A lot of shows have disappointed me this year, but few more so than Legion, a series I recommended after its wild, surreal ride of a first season, but is now one that I’m sorry to say, devolved into utter nonsense for most of its second.
Perhaps it was inevitable. Legion was praised in its first season for deviating wildly from any kind of superhero, action-adventure “formula,” and by taking place largely inside the mind of David (Dan Stevens) a mentally ill psychic who was often times possessed by the villainous entity of the “Shadow King” (who usually took the form of Aubrey Plaza), he could bend reality to his will and alternate between hero and villain inadvertently. This led to many thrilling, dreamlike, baffling yet impressive sequences that were meant to keep you guessing but intrigued. Since there was a definite underlying coherent narrative to the season that managed to reach a conclusion, despite all the visual trickery, I remained invested in the story.
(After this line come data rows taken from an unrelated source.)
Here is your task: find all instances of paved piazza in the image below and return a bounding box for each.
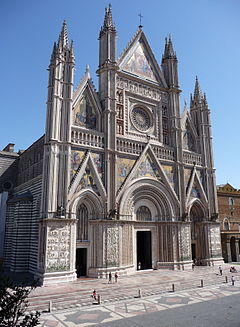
[40,281,240,327]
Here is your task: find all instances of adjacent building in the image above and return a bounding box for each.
[0,6,222,284]
[217,183,240,262]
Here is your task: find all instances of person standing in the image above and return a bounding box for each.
[108,271,112,284]
[218,266,222,276]
[114,272,118,283]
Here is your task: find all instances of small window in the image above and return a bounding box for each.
[136,206,152,221]
[228,198,234,206]
[223,218,230,230]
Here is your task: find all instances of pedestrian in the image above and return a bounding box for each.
[92,290,97,300]
[218,266,222,276]
[114,272,118,283]
[108,271,112,283]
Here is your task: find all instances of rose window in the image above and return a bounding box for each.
[131,107,151,132]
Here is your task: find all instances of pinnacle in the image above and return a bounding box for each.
[163,34,177,59]
[99,4,116,37]
[58,20,68,50]
[194,76,203,101]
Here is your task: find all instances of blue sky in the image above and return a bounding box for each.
[0,0,240,188]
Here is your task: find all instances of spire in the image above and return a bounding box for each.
[58,20,68,50]
[85,64,91,78]
[193,76,203,102]
[163,34,177,59]
[50,42,57,64]
[99,4,116,38]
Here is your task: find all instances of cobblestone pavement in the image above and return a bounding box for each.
[40,282,240,327]
[26,264,240,327]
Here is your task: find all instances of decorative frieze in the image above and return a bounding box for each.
[46,224,71,272]
[117,76,167,102]
[105,226,119,267]
[178,224,191,261]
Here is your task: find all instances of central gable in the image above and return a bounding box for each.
[118,29,167,88]
[123,40,157,82]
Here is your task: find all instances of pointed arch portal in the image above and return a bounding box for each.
[190,201,209,265]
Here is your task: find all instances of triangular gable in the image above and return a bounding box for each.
[186,167,208,205]
[117,144,178,201]
[72,72,102,130]
[69,152,106,198]
[118,30,167,87]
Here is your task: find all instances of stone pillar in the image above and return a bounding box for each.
[235,238,239,262]
[227,241,232,262]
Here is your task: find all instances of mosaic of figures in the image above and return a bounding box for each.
[78,165,100,195]
[124,42,156,81]
[190,183,201,199]
[117,76,168,103]
[162,165,176,189]
[184,168,192,189]
[183,130,196,151]
[71,150,103,178]
[47,225,70,272]
[117,158,136,188]
[134,154,161,180]
[73,92,97,129]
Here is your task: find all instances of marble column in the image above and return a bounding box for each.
[227,242,232,262]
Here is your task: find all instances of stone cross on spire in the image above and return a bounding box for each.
[58,20,68,50]
[138,13,143,29]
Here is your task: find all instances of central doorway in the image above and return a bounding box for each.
[76,248,87,278]
[137,231,152,270]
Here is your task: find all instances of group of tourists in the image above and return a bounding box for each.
[91,271,119,301]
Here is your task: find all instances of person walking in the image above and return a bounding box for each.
[192,262,195,271]
[108,271,112,284]
[218,266,222,276]
[92,290,97,300]
[114,272,118,283]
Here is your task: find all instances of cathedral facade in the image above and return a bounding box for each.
[1,7,222,284]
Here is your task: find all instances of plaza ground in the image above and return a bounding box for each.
[25,264,240,327]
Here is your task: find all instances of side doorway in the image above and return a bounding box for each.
[76,248,87,278]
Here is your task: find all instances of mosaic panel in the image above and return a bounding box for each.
[91,152,104,179]
[184,168,192,188]
[124,42,156,81]
[134,154,161,180]
[73,94,97,129]
[117,158,136,188]
[183,130,195,151]
[46,225,70,272]
[162,165,175,188]
[190,182,201,199]
[71,150,85,179]
[78,165,100,195]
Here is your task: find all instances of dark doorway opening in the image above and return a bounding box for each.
[192,243,196,260]
[76,248,87,277]
[137,231,152,270]
[230,236,237,262]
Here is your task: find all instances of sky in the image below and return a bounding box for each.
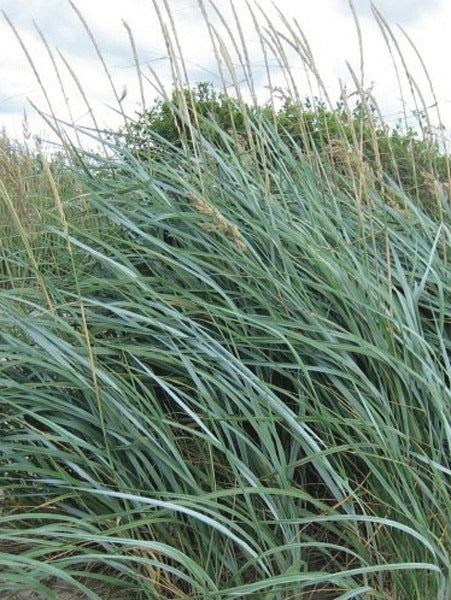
[0,0,451,148]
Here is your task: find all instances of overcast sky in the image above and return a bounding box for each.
[0,0,451,146]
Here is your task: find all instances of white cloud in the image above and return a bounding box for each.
[0,0,451,145]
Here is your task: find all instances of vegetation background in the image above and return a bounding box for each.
[0,2,451,600]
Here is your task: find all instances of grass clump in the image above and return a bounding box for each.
[0,2,451,600]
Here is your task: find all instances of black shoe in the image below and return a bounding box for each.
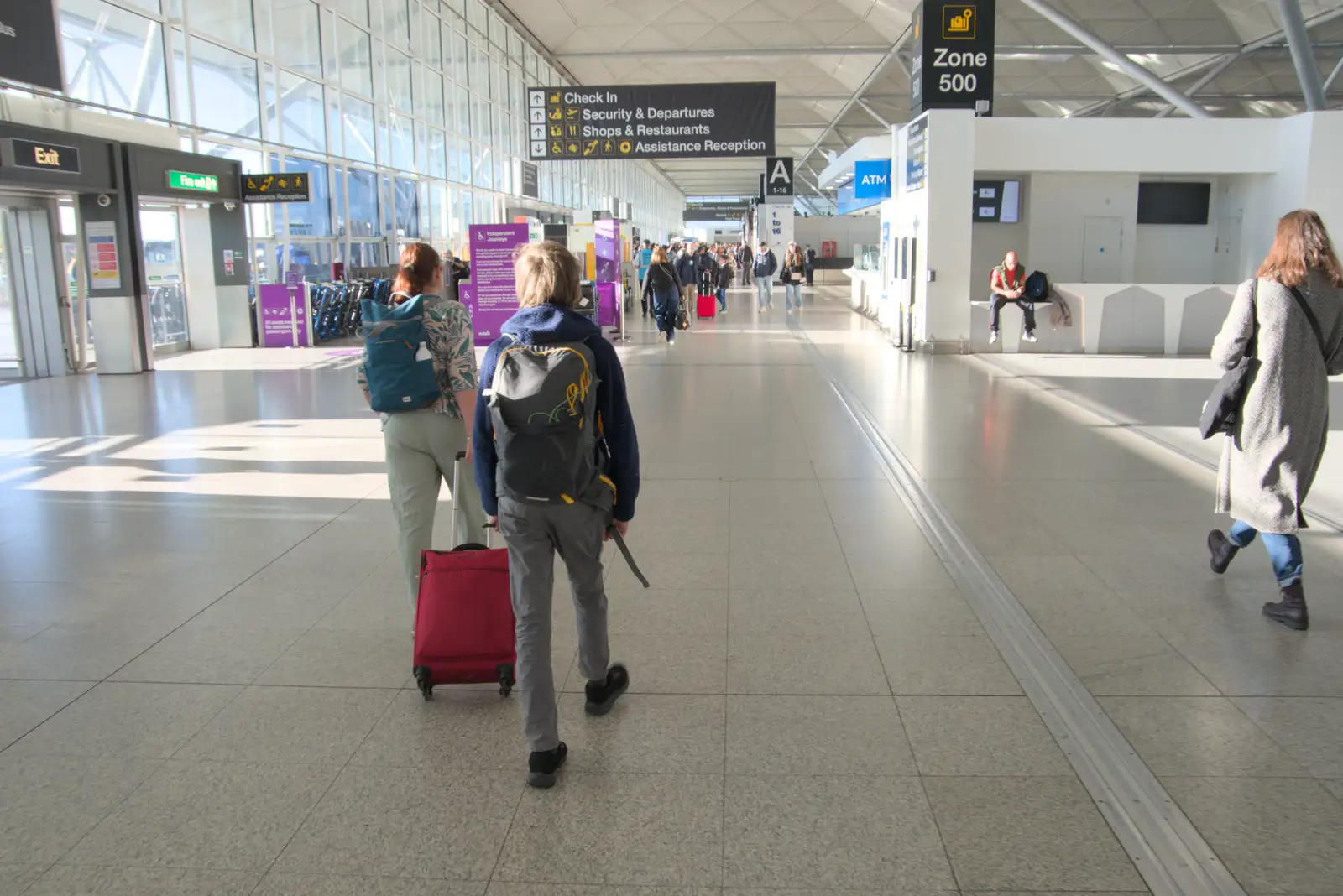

But this season (unnecessarily extended by three episodes over the last), creator Noah Hawley seemed to decide that the draw for this show was the surreal imagery itself and the sophomore run took a pretty hard nosedive into style over substance. To be fair, that’s a critique you may have been able to lob at the first season as well, but again, since there was a plot that managed to actually get somewhere, on top of all the Lynchian pyrotechnics, it wasn’t a problem for me. This time however, after setting up a seemingly simplistic goal in the first episode (David is warned by a future Sydney to help the Shadow King find his real body, since he’s been separated from the Aubrey Plaza version), every subsequent episode took stylistic digressions into total meaningless praddle. It’s such a blur that it’s difficult to even remember what happened over the entirety of the season.
From Jon Hamm waxing philosophic at the beginning of every episode, to David living multiple realities of his life, to the rest of the cast (minus Rachel Keller’s Sydney and Aubrey Plaza resurrected as New Lenny) being essentially shafted, it’s the season of wheel spinning and pretentious drivel that leads nowhere. The new Shadow King, aka Amahl Farouk, is played by David Negahban, but he isn’t much of a presence, relegated to mild digressions of his own about life and death, blah blah blah, as David stews and mumbles, veering from troubled good guy to apparent villain. There’s virtually no direction gained over the season until the very last episode, which finally sets up a new dynamic that I hadn’t even realized it was building to, as David completes his journey to bad guy, this time all on his own, without a Farouk in his brain (although in an act that permanently undermines the David/Sydney love story, which was clearly intended to be the show's beating heart from the beginning, so that could be another problem). I was this close to quitting the show, but the finale jolted things just enough to make me want to at least see what happens from here, which is more than I can say for any other episode this season. I’ll be back next year, but this show is on serious parole.